By Jessica Chaikof
How many of you went out to see the super moon lunar eclipse that happened this past late September evening? I decided to take a break from studying Organic Chemistry to see the eclipse since it was a rare moment that will not happen again until 2033. That’s nearly eighteen years from now. When I went out to see the moon, I had to take my white cane with me in order to be safe. Regardless of having the white cane, I still nearly tripped on the steps from my dorm because I was not paying attention. I could still see the blood red moon staining the sky due to its brightness. However, I had to go out with my white cane because my night vision is really poor. When 2033 comes around, I hope to have a stable job that I love doing. Not only that, I want to be outside in the dark with full night vision and no white cane.

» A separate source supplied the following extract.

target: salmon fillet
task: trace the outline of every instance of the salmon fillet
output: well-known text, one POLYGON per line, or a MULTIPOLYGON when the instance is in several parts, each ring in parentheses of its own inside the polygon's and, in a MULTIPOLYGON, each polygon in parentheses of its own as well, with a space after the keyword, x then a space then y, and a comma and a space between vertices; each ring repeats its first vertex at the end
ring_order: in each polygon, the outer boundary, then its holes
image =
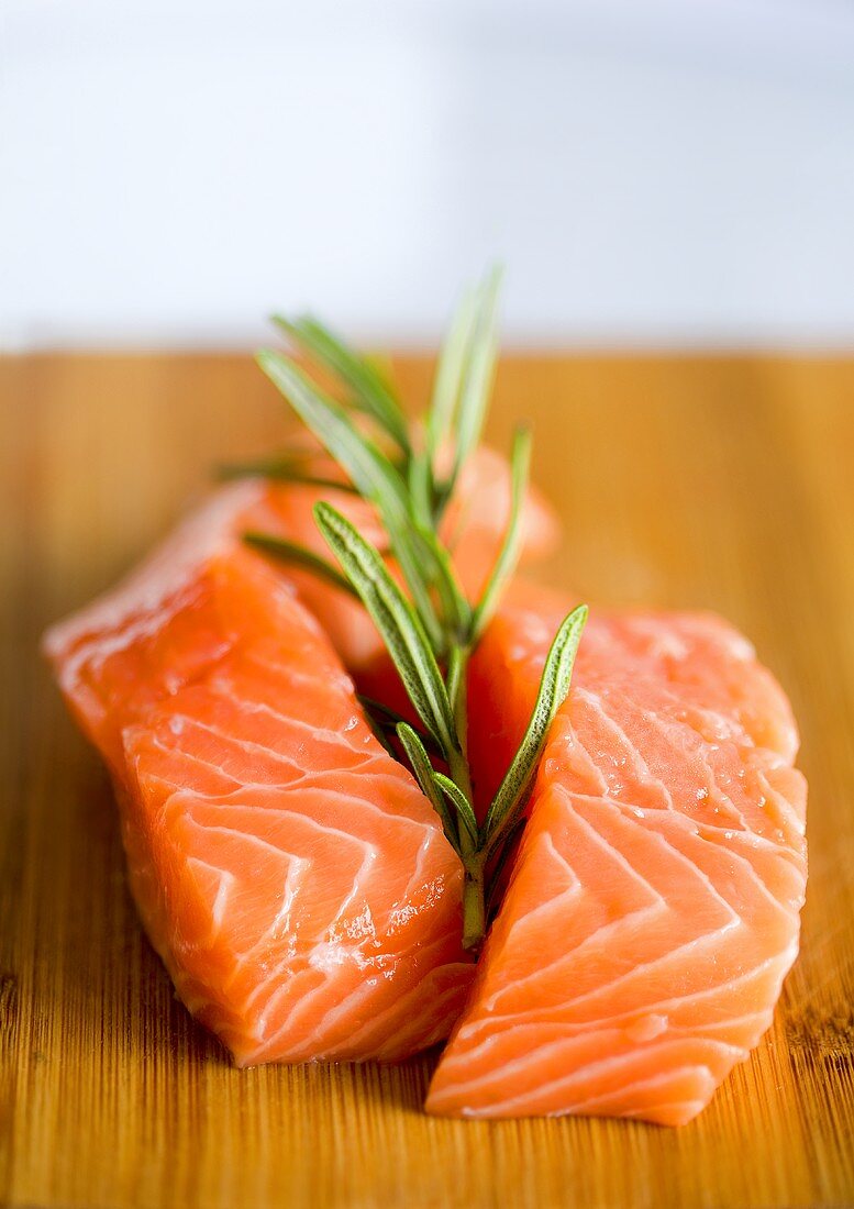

I believe it is one hundred percent possible to cure Usher Syndrome by 2033.
The only way Usher Syndrome can be cured is if there is a cure for each of the thirteen mutations that cause it. I have Usher Syndrome Type 1F, and one of the issues that comes with it is that it gets little attention because we have no good animal model. It is extremely frustrating for me because there is so much research going on for Usher 1B, the most common type 1, but rarely any for 1F. I want to see research for Type 1F.
I am currently a sophomore at Wheaton College in Norton, MA, and I fully intend on majoring in chemistry. Since my junior or senior year of high school, it has been my dream to be a science major. Back in my sophomore year of high school, I met my chemistry teacher, Mr. Bennett, who literally changed my life. This past summer, I spent six weeks working in my dad’s lab at Beth Israel Deaconess Medical Center. During the six weeks, I rotated with different researchers on different projects. One week, I got to work with a molecular biologist, who showed me DNA extraction, and I was amazed with the role that chemistry played when it came to genetics. It is really interesting seeing how simple atoms and molecules make-up our genetic code.
The reason why it is possible for me to do this research is because I have my vision. I can make observations and explain what is happening when I perform different experiments in a lab. Recently, I did a Google search on blind scientists, and I found almost no blind chemists or biologists. Therefore, if I lose my vision, there would be no possible way for me to continue what I love doing. The question that I leave you with is, “How would you feel if you were told you were going to go blind and would have to give up something you love?” I do not know my answer to that question because I cannot imagine being blind or giving up the one thing I love doing.